Selon Isaac Joseph (1995), « l’expérience ordinaire d’un espace public nous oblige à ne pas dissocier espace de circulation et espace de communication ». Le taxi, comme les autres transports en commun, est à la fois un « lieu » créé par un sentiment de sécurité et d’accueil et un « non-lieu » par son aspect provisoire, collectif et non sédentaire. Mais seul le taxi est capable d’asseoir côte à côte des hommes et des femmes inconnus dans un même espace. Ils sont conduits par un chauffeur qui, en plus de conduire, anime les débats et crée un sentiment d’appartenance au même territoire.
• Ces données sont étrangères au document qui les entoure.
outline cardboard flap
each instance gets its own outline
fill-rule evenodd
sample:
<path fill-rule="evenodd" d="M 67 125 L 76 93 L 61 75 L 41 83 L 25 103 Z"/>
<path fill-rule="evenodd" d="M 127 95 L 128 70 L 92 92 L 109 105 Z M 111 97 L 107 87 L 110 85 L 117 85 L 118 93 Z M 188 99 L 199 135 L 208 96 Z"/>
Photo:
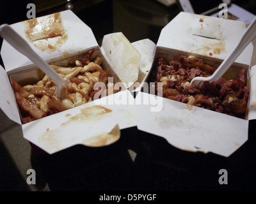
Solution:
<path fill-rule="evenodd" d="M 249 69 L 250 76 L 250 92 L 248 104 L 248 120 L 256 119 L 256 65 Z"/>
<path fill-rule="evenodd" d="M 131 92 L 125 90 L 24 124 L 23 135 L 49 154 L 77 144 L 109 145 L 118 140 L 118 128 L 136 126 L 132 108 L 127 103 L 134 100 Z"/>
<path fill-rule="evenodd" d="M 2 85 L 1 89 L 0 89 L 0 96 L 3 99 L 0 100 L 1 109 L 12 120 L 20 124 L 20 119 L 17 108 L 16 99 L 13 95 L 13 91 L 6 72 L 1 65 L 0 81 Z"/>
<path fill-rule="evenodd" d="M 44 21 L 42 19 L 45 19 L 58 13 L 35 18 L 34 22 L 40 24 Z M 26 33 L 28 29 L 26 27 L 28 20 L 13 24 L 10 26 L 24 38 L 31 48 L 47 62 L 67 59 L 72 57 L 78 51 L 82 53 L 83 50 L 90 47 L 99 46 L 92 29 L 71 10 L 63 11 L 60 14 L 59 19 L 56 20 L 62 25 L 63 31 L 61 36 L 56 31 L 56 36 L 52 37 L 44 34 L 42 36 L 43 39 L 38 39 L 39 37 L 35 35 L 35 38 L 29 39 Z M 33 32 L 36 33 L 35 31 L 31 31 Z M 6 71 L 33 64 L 27 57 L 16 50 L 5 40 L 3 42 L 1 54 Z M 11 57 L 10 55 L 12 55 Z"/>
<path fill-rule="evenodd" d="M 158 105 L 162 108 L 157 112 L 143 102 L 153 101 L 156 98 L 159 97 L 138 93 L 136 105 L 132 106 L 138 128 L 164 138 L 178 149 L 228 157 L 248 139 L 247 120 L 196 106 L 188 107 L 186 104 L 166 98 L 158 101 L 163 103 Z"/>
<path fill-rule="evenodd" d="M 243 22 L 180 12 L 161 31 L 157 47 L 223 60 L 246 30 Z M 250 65 L 250 43 L 235 62 Z"/>
<path fill-rule="evenodd" d="M 120 80 L 127 88 L 138 80 L 141 55 L 122 33 L 105 35 L 102 48 Z"/>

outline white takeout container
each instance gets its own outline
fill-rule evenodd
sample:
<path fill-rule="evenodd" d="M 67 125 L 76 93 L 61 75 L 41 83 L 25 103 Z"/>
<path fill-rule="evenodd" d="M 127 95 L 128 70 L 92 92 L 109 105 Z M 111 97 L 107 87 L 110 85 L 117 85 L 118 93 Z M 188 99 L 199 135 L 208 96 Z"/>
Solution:
<path fill-rule="evenodd" d="M 170 62 L 182 55 L 192 55 L 218 67 L 245 29 L 242 22 L 180 12 L 162 29 L 153 64 L 159 57 Z M 250 67 L 253 49 L 251 43 L 227 71 L 230 76 L 237 74 L 239 68 L 248 70 L 250 92 L 246 119 L 188 108 L 186 104 L 140 91 L 132 106 L 138 129 L 163 137 L 181 150 L 230 156 L 246 142 L 249 120 L 256 119 L 256 66 Z"/>
<path fill-rule="evenodd" d="M 58 50 L 53 52 L 42 51 L 28 40 L 24 22 L 10 26 L 49 64 L 84 54 L 95 48 L 93 55 L 102 57 L 103 68 L 113 76 L 114 82 L 116 82 L 115 70 L 109 60 L 103 55 L 92 29 L 70 10 L 60 12 L 60 17 L 68 39 Z M 30 60 L 5 40 L 1 54 L 5 68 L 5 70 L 0 68 L 1 108 L 11 120 L 21 126 L 26 140 L 47 153 L 53 154 L 76 144 L 107 145 L 119 139 L 118 130 L 136 126 L 131 105 L 133 104 L 131 101 L 134 98 L 127 89 L 22 124 L 10 80 L 19 82 L 32 78 L 36 80 L 42 75 Z M 118 103 L 115 104 L 113 101 Z M 102 108 L 108 108 L 110 111 L 104 113 Z M 90 113 L 84 114 L 88 111 Z"/>

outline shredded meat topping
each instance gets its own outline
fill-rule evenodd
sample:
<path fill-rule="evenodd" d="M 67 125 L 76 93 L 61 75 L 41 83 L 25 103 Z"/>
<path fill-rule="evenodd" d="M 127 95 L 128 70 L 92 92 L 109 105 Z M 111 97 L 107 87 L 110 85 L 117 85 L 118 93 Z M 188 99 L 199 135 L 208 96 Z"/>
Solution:
<path fill-rule="evenodd" d="M 168 62 L 159 58 L 150 80 L 163 84 L 163 97 L 196 106 L 244 119 L 249 91 L 246 85 L 246 70 L 241 69 L 237 78 L 204 82 L 203 88 L 190 84 L 196 76 L 207 77 L 216 70 L 197 57 L 180 56 L 179 61 Z"/>

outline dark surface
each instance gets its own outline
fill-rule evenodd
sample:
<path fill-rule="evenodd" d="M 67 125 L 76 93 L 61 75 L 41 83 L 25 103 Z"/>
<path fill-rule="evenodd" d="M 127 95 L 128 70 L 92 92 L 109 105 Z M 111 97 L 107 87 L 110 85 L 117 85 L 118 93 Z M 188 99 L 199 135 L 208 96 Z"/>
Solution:
<path fill-rule="evenodd" d="M 26 20 L 26 1 L 4 2 L 6 4 L 0 6 L 1 24 Z M 235 1 L 255 14 L 253 2 Z M 15 5 L 14 9 L 6 13 L 4 10 L 13 8 L 11 5 Z M 61 8 L 44 11 L 37 17 L 59 11 Z M 161 29 L 180 11 L 176 4 L 167 8 L 150 0 L 104 1 L 83 10 L 76 9 L 77 16 L 92 27 L 99 45 L 104 34 L 120 31 L 131 42 L 149 38 L 157 43 Z M 161 137 L 132 127 L 122 130 L 120 140 L 108 147 L 76 145 L 37 157 L 31 152 L 29 159 L 32 168 L 40 168 L 42 177 L 52 191 L 255 191 L 255 123 L 250 121 L 248 140 L 228 158 L 182 151 Z M 134 162 L 128 149 L 136 152 Z M 0 151 L 0 163 L 4 166 L 0 173 L 8 174 L 12 179 L 12 185 L 8 186 L 4 184 L 10 184 L 9 180 L 0 177 L 0 190 L 29 191 L 1 143 Z M 228 185 L 218 182 L 221 169 L 228 171 Z"/>

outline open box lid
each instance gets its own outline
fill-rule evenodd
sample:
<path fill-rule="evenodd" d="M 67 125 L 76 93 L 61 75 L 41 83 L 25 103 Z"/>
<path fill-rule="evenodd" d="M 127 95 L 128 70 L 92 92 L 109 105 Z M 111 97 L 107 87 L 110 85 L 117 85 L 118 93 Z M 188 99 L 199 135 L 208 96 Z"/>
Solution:
<path fill-rule="evenodd" d="M 33 24 L 47 20 L 51 21 L 51 25 L 56 24 L 56 26 L 53 26 L 52 29 L 56 27 L 56 31 L 53 31 L 56 32 L 56 36 L 51 38 L 48 33 L 44 35 L 45 39 L 38 39 L 40 36 L 38 37 L 36 34 L 38 34 L 41 30 L 45 28 L 40 26 L 36 27 L 36 26 L 35 27 L 36 28 L 30 32 L 34 35 L 29 38 L 27 36 L 26 31 L 28 29 L 26 26 L 29 25 L 27 24 L 28 20 L 10 25 L 47 62 L 72 57 L 74 54 L 77 54 L 78 51 L 83 54 L 84 50 L 89 48 L 99 46 L 91 28 L 71 10 L 65 10 L 29 20 L 33 20 Z M 3 41 L 1 55 L 7 72 L 17 68 L 33 64 L 26 56 L 17 51 L 4 40 Z M 10 55 L 12 57 L 10 57 Z"/>
<path fill-rule="evenodd" d="M 42 51 L 34 46 L 34 43 L 29 41 L 26 36 L 24 22 L 11 26 L 48 63 L 84 54 L 92 48 L 98 49 L 101 53 L 92 29 L 72 11 L 67 10 L 42 17 L 42 18 L 39 17 L 36 20 L 58 13 L 67 38 L 62 46 L 54 52 Z M 3 96 L 0 107 L 11 120 L 21 125 L 23 136 L 26 140 L 49 154 L 77 144 L 90 147 L 106 146 L 119 139 L 121 129 L 136 126 L 132 108 L 127 102 L 133 101 L 134 98 L 126 89 L 57 114 L 22 124 L 9 76 L 20 73 L 20 70 L 23 72 L 23 69 L 30 70 L 35 65 L 4 40 L 1 54 L 5 69 L 0 68 L 2 83 L 0 94 Z M 106 57 L 104 54 L 102 56 Z M 111 64 L 107 64 L 105 65 L 112 68 Z M 127 101 L 121 101 L 118 105 L 113 103 L 120 98 L 126 99 Z M 38 129 L 40 131 L 38 131 Z"/>
<path fill-rule="evenodd" d="M 222 61 L 246 29 L 243 22 L 182 11 L 162 29 L 157 46 Z M 251 43 L 235 62 L 250 65 L 253 49 Z"/>
<path fill-rule="evenodd" d="M 180 12 L 163 29 L 156 56 L 161 56 L 162 51 L 178 55 L 186 53 L 221 62 L 245 29 L 243 22 Z M 221 52 L 214 53 L 216 45 L 225 47 Z M 247 120 L 139 92 L 132 106 L 138 129 L 161 136 L 183 150 L 230 156 L 247 141 L 249 120 L 256 117 L 256 67 L 249 68 L 253 50 L 252 43 L 249 44 L 236 61 L 248 68 L 251 80 Z"/>

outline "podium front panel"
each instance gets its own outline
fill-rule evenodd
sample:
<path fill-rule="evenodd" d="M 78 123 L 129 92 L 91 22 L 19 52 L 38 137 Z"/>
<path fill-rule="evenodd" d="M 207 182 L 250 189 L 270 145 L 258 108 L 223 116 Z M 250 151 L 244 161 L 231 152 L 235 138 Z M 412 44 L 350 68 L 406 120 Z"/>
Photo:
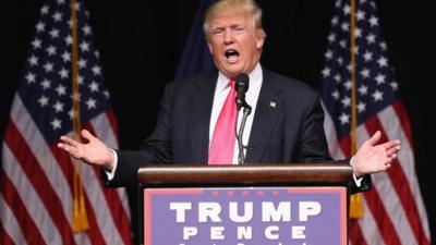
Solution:
<path fill-rule="evenodd" d="M 145 245 L 347 244 L 346 187 L 145 188 Z"/>

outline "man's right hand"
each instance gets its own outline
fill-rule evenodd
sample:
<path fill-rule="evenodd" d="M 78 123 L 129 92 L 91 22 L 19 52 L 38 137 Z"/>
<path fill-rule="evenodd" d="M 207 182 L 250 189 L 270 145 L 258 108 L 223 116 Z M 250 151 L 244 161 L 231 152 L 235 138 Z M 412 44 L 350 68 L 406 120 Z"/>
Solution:
<path fill-rule="evenodd" d="M 71 157 L 80 159 L 88 164 L 96 164 L 106 168 L 108 171 L 113 169 L 113 152 L 100 139 L 94 137 L 87 130 L 82 130 L 81 135 L 88 143 L 81 143 L 68 136 L 61 136 L 58 147 L 64 149 Z"/>

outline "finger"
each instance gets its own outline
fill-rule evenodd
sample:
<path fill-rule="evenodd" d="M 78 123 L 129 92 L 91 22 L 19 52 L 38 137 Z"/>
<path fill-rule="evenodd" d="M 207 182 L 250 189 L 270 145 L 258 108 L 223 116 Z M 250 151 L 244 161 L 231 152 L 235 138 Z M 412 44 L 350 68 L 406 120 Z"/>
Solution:
<path fill-rule="evenodd" d="M 374 146 L 378 140 L 380 140 L 382 137 L 382 133 L 380 131 L 377 131 L 373 134 L 373 136 L 371 136 L 370 139 L 367 139 L 364 145 L 370 145 L 370 146 Z"/>
<path fill-rule="evenodd" d="M 63 144 L 63 143 L 58 143 L 58 147 L 65 150 L 66 152 L 69 152 L 71 156 L 78 158 L 77 156 L 77 150 L 75 147 L 72 147 L 70 145 Z"/>
<path fill-rule="evenodd" d="M 399 147 L 400 145 L 401 145 L 401 142 L 398 139 L 390 140 L 390 142 L 383 144 L 383 146 L 386 147 L 386 149 L 396 148 L 396 147 Z"/>
<path fill-rule="evenodd" d="M 82 137 L 86 138 L 89 142 L 95 139 L 94 135 L 90 134 L 90 132 L 87 130 L 82 130 L 81 135 L 82 135 Z"/>
<path fill-rule="evenodd" d="M 80 144 L 80 142 L 72 139 L 65 135 L 62 135 L 60 139 L 63 142 L 63 144 L 71 145 L 71 146 L 77 146 Z"/>

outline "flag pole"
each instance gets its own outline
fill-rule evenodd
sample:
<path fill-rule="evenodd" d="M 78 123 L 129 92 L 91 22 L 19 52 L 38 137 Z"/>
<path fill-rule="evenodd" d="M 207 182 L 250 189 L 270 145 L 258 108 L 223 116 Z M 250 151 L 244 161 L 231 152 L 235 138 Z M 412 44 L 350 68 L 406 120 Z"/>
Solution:
<path fill-rule="evenodd" d="M 73 138 L 80 140 L 81 131 L 81 111 L 80 111 L 80 88 L 78 88 L 78 52 L 77 52 L 77 2 L 76 0 L 71 1 L 71 21 L 72 21 L 72 59 L 71 59 L 71 74 L 72 74 L 72 93 L 73 93 Z M 88 219 L 86 216 L 85 197 L 83 194 L 82 184 L 82 163 L 73 159 L 74 163 L 74 198 L 73 198 L 73 232 L 86 231 L 88 225 Z"/>
<path fill-rule="evenodd" d="M 355 0 L 350 0 L 350 56 L 351 56 L 351 156 L 358 149 L 356 128 L 356 61 L 355 61 Z M 350 197 L 350 218 L 363 218 L 362 194 L 358 193 Z"/>

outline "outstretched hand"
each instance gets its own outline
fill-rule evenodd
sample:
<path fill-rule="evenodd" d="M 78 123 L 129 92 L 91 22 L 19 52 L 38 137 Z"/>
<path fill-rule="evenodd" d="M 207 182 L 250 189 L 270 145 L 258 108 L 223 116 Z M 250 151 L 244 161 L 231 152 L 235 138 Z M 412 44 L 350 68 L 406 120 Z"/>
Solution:
<path fill-rule="evenodd" d="M 87 130 L 82 130 L 82 137 L 88 143 L 81 143 L 68 136 L 61 136 L 58 147 L 64 149 L 75 159 L 83 160 L 88 164 L 97 164 L 108 170 L 113 168 L 113 155 L 110 148 Z"/>
<path fill-rule="evenodd" d="M 358 149 L 352 158 L 354 174 L 359 177 L 364 174 L 377 173 L 388 170 L 400 150 L 400 140 L 395 139 L 376 145 L 382 133 L 377 131 Z"/>

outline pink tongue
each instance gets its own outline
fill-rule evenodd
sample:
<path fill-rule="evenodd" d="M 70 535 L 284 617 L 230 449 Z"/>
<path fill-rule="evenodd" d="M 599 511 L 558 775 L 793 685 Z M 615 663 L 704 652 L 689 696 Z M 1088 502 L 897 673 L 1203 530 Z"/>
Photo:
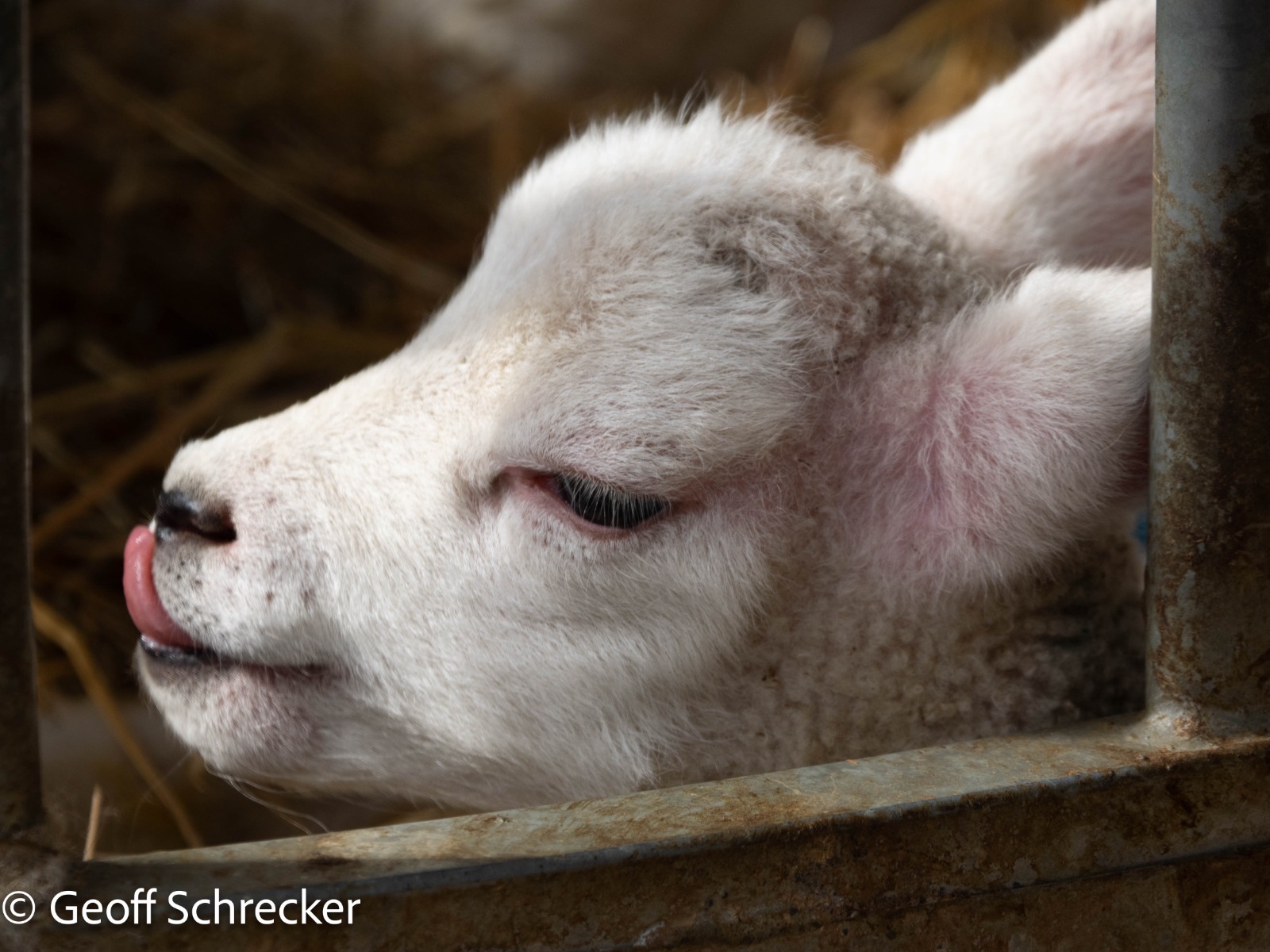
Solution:
<path fill-rule="evenodd" d="M 154 556 L 154 533 L 145 526 L 137 526 L 123 547 L 123 598 L 128 603 L 132 623 L 142 635 L 161 645 L 197 647 L 194 640 L 177 626 L 159 600 L 151 574 Z"/>

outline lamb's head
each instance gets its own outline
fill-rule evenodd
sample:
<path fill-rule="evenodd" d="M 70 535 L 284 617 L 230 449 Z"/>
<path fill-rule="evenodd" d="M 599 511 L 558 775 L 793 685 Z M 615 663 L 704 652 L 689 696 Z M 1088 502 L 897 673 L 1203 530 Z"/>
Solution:
<path fill-rule="evenodd" d="M 1044 570 L 1132 490 L 1144 274 L 937 212 L 770 118 L 585 133 L 404 350 L 180 451 L 126 562 L 151 696 L 232 774 L 607 793 L 809 626 Z"/>

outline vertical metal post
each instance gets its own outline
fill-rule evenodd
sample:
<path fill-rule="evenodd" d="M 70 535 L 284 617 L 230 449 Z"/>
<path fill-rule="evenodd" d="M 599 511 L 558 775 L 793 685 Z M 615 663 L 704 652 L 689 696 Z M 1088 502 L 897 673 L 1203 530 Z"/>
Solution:
<path fill-rule="evenodd" d="M 1270 4 L 1158 0 L 1152 703 L 1270 727 Z"/>
<path fill-rule="evenodd" d="M 0 0 L 0 835 L 39 819 L 30 641 L 25 0 Z"/>

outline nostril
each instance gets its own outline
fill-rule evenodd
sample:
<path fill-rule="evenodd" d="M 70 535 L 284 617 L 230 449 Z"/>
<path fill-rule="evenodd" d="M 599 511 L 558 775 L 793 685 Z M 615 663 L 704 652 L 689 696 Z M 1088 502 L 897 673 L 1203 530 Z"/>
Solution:
<path fill-rule="evenodd" d="M 225 506 L 207 505 L 180 490 L 168 490 L 159 495 L 155 536 L 160 539 L 171 538 L 178 532 L 201 536 L 208 542 L 232 542 L 237 538 Z"/>

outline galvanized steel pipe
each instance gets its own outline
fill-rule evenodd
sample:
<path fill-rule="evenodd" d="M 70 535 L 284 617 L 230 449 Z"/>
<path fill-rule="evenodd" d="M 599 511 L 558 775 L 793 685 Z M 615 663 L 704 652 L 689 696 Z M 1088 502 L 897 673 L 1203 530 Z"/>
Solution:
<path fill-rule="evenodd" d="M 0 835 L 39 819 L 30 642 L 25 0 L 0 0 Z"/>
<path fill-rule="evenodd" d="M 1270 727 L 1270 4 L 1158 0 L 1152 703 Z"/>

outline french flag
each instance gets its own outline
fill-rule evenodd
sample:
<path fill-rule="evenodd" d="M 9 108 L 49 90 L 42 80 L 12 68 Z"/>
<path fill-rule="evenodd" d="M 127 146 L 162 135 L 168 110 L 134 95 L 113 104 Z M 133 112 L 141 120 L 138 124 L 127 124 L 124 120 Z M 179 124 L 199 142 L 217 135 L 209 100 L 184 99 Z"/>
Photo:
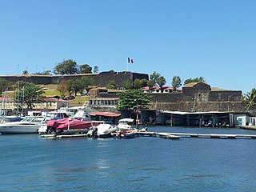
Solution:
<path fill-rule="evenodd" d="M 128 63 L 134 63 L 134 59 L 128 58 Z"/>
Le taxi est par excellence un lieu de rencontre entre personnes anonymes. Si le bus permet des confidences entre inconnus, le taxi peut être considéré comme un espace public « habermassien » permettant de rendre publiques les opinions privées (Habermas 1978). L’anonymat et la promiscuité permettent de délier les langues pour contester ou approuver les projets de lois, ou encore se plaindre des augmentations de prix et du coût élevé de la vie. Les critiques prennent plutôt la forme de l’humour et de jeux de mots. Parfois, il s’agit juste d’échanges d’informations autour d’un sujet précis. Depuis la révolution de 1979, les informations circulent beaucoup par le biais des taxis. Cela est devenu une habitude, surtout dans les moments de tension. Les taxis jouent alors un rôle important d’espace de débat. Ainsi, pendant les mouvements de contestation des résultats des élections présidentielles de 2009, le taxi collectif est devenu un relais d’information pour les manifestants des deux bords.
La crise des civilités : la fin du taxi collectif ?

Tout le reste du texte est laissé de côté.